СУФЛЁР: Когда подумаю...

ЛЮСЬЕН ГИТРИ И ИТТЕМАНС: ?...

СУФЛЕР: Когда подумаю...

ИТТЕМАНС: Когда подумаю...

СУФЛЁР: О жизни, что я вёл...

ИТТЕМАНС: О жизни, что я вёл...

СУФЛЁР: О всех невзгодах... низостях... и униженьях...

ИТТЕМАНС: О всех невзгодах... низостях... и униженьях...

СУФЛЁР: Которых стоила мне пагубная страсть...

ИТТЕМАНС: Которых стоила мне... пагубная страсть?..

СУФЛЁР: Я будто возвращаюсь к жизни... переболев тяжёлой лихорадкой...

ИТТЕМАНС: Я будто возвращаюсь к жизни... переболев лихорадкой?..

И тут Иттеманс, поняв, наконец, что уже давно произносит текст, который по пьесе предназначался моему отцу, вдруг замолк, обнял его за плечи и проговорил:

— Послушай-ка... а разве не ты должен был произнести мне все эти речи?!

Отъезд из Петербурга и возвращение в Париж

Однако настала пора возвращаться в Париж, и я покинул город, где впервые увидел свет, чтобы посетить его вновь лишь двадцать лет спустя, когда оказался там на гастролях.

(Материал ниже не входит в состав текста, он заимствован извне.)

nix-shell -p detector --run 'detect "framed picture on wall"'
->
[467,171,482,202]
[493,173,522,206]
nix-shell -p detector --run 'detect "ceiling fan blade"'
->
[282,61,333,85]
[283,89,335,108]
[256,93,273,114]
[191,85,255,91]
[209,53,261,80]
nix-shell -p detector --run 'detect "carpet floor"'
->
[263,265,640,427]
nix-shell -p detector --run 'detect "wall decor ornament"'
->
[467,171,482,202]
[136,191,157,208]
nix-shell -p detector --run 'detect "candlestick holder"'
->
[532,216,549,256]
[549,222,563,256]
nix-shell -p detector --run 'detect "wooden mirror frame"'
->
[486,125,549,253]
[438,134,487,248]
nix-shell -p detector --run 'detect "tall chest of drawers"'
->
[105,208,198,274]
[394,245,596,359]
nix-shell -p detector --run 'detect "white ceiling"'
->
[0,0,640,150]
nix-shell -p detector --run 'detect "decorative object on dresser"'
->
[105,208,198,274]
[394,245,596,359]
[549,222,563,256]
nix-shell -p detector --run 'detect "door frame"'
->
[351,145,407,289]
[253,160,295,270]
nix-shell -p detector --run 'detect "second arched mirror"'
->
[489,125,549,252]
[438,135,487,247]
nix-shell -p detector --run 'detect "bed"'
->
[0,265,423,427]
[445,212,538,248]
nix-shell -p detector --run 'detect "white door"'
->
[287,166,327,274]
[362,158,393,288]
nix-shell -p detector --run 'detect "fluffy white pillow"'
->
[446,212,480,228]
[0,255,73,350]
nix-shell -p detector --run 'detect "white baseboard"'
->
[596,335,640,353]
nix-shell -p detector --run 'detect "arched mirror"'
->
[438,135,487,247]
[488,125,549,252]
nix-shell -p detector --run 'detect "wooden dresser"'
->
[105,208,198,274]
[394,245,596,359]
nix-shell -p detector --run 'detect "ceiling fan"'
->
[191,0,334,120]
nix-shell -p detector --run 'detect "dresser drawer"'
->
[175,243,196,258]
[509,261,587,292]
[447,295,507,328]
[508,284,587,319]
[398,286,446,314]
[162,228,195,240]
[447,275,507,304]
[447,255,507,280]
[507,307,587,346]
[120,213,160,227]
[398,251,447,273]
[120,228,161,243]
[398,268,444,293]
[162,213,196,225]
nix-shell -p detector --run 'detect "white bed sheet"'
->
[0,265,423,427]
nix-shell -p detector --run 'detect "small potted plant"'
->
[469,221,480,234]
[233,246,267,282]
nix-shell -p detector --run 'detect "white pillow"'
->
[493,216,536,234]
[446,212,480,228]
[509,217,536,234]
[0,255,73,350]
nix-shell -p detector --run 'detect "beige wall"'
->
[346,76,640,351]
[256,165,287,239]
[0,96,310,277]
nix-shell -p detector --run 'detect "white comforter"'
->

Из моей памяти напрочь стёрлись воспоминания о Петербурге 1910 года — зато этим вечером я снова воочию вижу город своего детства. Я вижу наши апартаменты, кабинет отца, разрезной книжный ножик слоновой кости, которого я так боялся, поскольку им как-то смеха ради грозили меня прирезать... (Только что, всего пару минут назад, я воспользовался им, вскрывая письмо.) У меня снова перед глазами наша столовая, отпечатанные на розовой бумаге газеты, кипой сложенные на столике в гостиной. Я вновь вижу сани, быстрые и бесшумные, ямщиков, которые казались мне такими толстозадыми из-за тулупов, стянутых на талии и расходящихся складками на бёдрах. Вновь, точно живые, у меня перед глазами возникают лёгкие фигурки конькобежцев на замёрзшей Неве, они склонялись справа налево, потом слева направо, будто от ветра, точно маятники...

Но главное, помню то поразительное безмолвие, что царило на улицах. Тишина, которую на какие-то мгновенья нарушало лишь глухое цоканье копыт, что, удаляясь, делало её ещё более глубокой.

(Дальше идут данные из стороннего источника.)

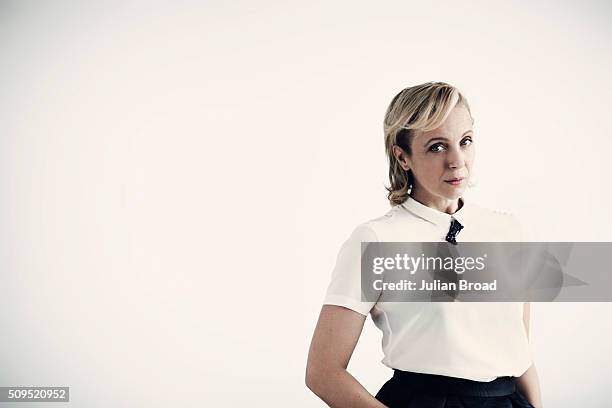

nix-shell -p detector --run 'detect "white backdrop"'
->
[0,0,612,408]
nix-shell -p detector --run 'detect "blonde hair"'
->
[384,82,472,206]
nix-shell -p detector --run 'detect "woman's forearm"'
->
[306,369,386,408]
[517,364,542,408]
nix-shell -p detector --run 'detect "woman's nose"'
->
[446,149,465,169]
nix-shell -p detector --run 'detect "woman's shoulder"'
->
[353,205,418,241]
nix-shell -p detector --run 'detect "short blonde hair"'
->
[384,82,473,206]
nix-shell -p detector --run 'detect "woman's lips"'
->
[444,177,465,186]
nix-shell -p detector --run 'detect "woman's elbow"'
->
[305,363,321,394]
[305,364,329,397]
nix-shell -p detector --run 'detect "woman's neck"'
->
[410,190,463,214]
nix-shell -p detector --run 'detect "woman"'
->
[306,82,542,408]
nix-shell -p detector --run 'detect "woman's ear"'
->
[393,145,410,171]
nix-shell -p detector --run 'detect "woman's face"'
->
[402,105,476,211]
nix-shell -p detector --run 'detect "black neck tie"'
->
[446,218,463,245]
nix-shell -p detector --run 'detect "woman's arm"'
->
[517,302,542,408]
[306,305,385,408]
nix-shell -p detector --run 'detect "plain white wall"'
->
[0,0,612,408]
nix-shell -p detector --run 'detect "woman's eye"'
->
[429,143,444,153]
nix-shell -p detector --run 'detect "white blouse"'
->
[323,198,532,381]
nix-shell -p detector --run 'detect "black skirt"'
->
[376,370,533,408]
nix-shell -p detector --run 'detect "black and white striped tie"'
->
[446,218,463,245]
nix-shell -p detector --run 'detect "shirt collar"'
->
[401,196,471,227]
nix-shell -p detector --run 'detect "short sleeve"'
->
[323,224,378,316]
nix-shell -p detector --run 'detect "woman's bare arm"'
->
[306,305,385,408]
[517,303,542,408]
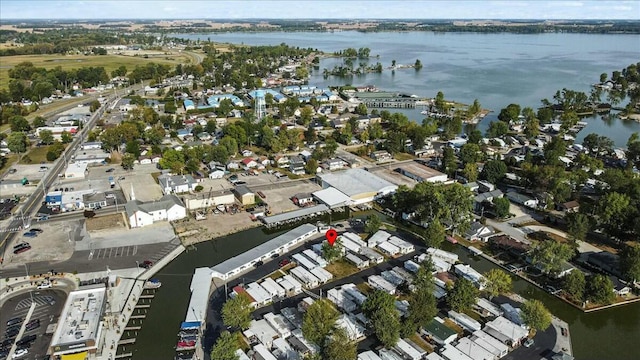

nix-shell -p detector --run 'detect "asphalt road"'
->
[0,290,67,360]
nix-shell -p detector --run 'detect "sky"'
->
[0,0,640,22]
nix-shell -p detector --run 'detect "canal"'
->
[129,224,640,360]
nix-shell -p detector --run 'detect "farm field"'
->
[0,52,192,89]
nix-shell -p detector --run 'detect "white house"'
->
[124,193,187,228]
[158,175,198,195]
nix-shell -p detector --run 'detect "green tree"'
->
[585,274,616,304]
[320,328,358,360]
[304,159,318,175]
[39,130,54,145]
[493,197,511,219]
[222,294,253,330]
[10,115,31,132]
[521,299,551,331]
[565,212,589,241]
[484,268,513,298]
[620,244,640,282]
[403,260,438,336]
[424,219,446,248]
[364,214,382,234]
[322,237,342,263]
[32,116,47,128]
[531,241,574,274]
[480,160,507,184]
[446,278,478,312]
[211,331,239,360]
[562,270,587,301]
[462,164,478,182]
[302,299,340,346]
[60,131,73,144]
[121,153,136,170]
[7,131,29,154]
[362,290,401,348]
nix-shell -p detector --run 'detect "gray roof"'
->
[319,169,397,196]
[211,224,316,274]
[124,194,184,217]
[260,204,329,225]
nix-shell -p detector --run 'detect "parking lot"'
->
[0,290,66,359]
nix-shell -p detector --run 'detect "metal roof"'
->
[211,224,318,274]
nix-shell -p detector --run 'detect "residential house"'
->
[464,221,495,242]
[158,175,198,195]
[289,156,305,175]
[506,191,538,208]
[124,194,187,228]
[241,157,258,169]
[370,150,393,162]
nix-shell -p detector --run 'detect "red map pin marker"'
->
[324,229,338,246]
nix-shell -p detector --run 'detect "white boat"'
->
[144,279,162,289]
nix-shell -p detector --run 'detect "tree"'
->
[493,197,511,219]
[480,160,507,184]
[364,214,382,234]
[32,116,47,128]
[484,268,512,298]
[211,331,238,360]
[585,274,616,304]
[403,260,438,336]
[424,219,446,248]
[531,241,574,273]
[498,104,520,123]
[562,270,587,301]
[520,299,551,331]
[565,212,589,241]
[446,278,478,312]
[60,130,73,144]
[620,244,640,282]
[304,159,318,175]
[362,290,401,348]
[120,153,136,170]
[321,328,358,360]
[302,299,340,346]
[39,130,54,145]
[222,294,253,330]
[7,131,29,154]
[10,115,31,132]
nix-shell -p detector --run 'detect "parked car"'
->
[13,245,31,255]
[38,281,53,290]
[12,349,29,359]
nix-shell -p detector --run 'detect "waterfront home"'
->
[464,221,495,242]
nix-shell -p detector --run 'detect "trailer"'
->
[291,253,317,270]
[367,275,396,295]
[290,266,319,288]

Я вижу Невский проспект. Вижу прохожих — поднятые до самых ушей воротники шуб, нахлобученные до бровей шапки, руки поглубже в карманах, ноги в тёплых сапогах, рты на замке и покрасневшие от мороза носы... Вижу императорский дворец, Казанский собор, Александровский мост...

Город весь белый, тротуары исчезли под снегом, который падает так медленно, что, кажется, будто не с неба, а откуда-то поближе, и падает, и падает час за часом, пока не закруглит все углы... Он падает на бронзовые статуи, будто солнечный свет, освещая те же самые места, как если бы он падал отвесно — и у всех этих статуй такой вид, будто их освещают свыше...

В Париже я вновь встретился со своим братом Жаном, он к тому времени уже ходил в коллеж. Помню своё возвращение, будто это было вчера. В тот день я был одет в зелёный плюшевый костюмчик, а голову украшал огромный берет с длиннющим пером. На братце был чёрный фартучек, как носят ученики коллежей, туго затянутый на талии кожаным ремешочком. Мы с удивлением уставились друг на друга. У него уже тогда был тот взгляд, умный и насмешливый, который составил основу его обаяния. А у меня — и это явно видно на портрете — уже тогда вид был слегка туповатый, который я долго хранил и который, похоже, сохранил и по сей день, ведь мне по-прежнему часто говорят, что «меня так легко узнать» по моим детским портретам.

В тот день наша мать подтолкнула нас в объятья друг друга. И тогда Жан, слегка приобняв меня — явно неохотно — шепнул мне на ухо:

— А чего это тебя наряжают как обезьянку?

Родители мои в ту пору только что официально оформили развод, и опека над детьми, само собой, была поручена матери.

Мои воспоминания об этом событии, могу поручиться, весьма расплывчаты. Могли ли тогда мы с братом отдавать себе отчёт, в чём наша жизнь стала как бы ущербной, не такой, как у других? Конечно, мы прекрасно чувствовали, что в жизни наших родителей произошло какое-то весьма серьёзное событие, но в сущности, положа руку на сердце — нет, тогда ещё мы полностью не осознали, какая беда свалилась на наши головы.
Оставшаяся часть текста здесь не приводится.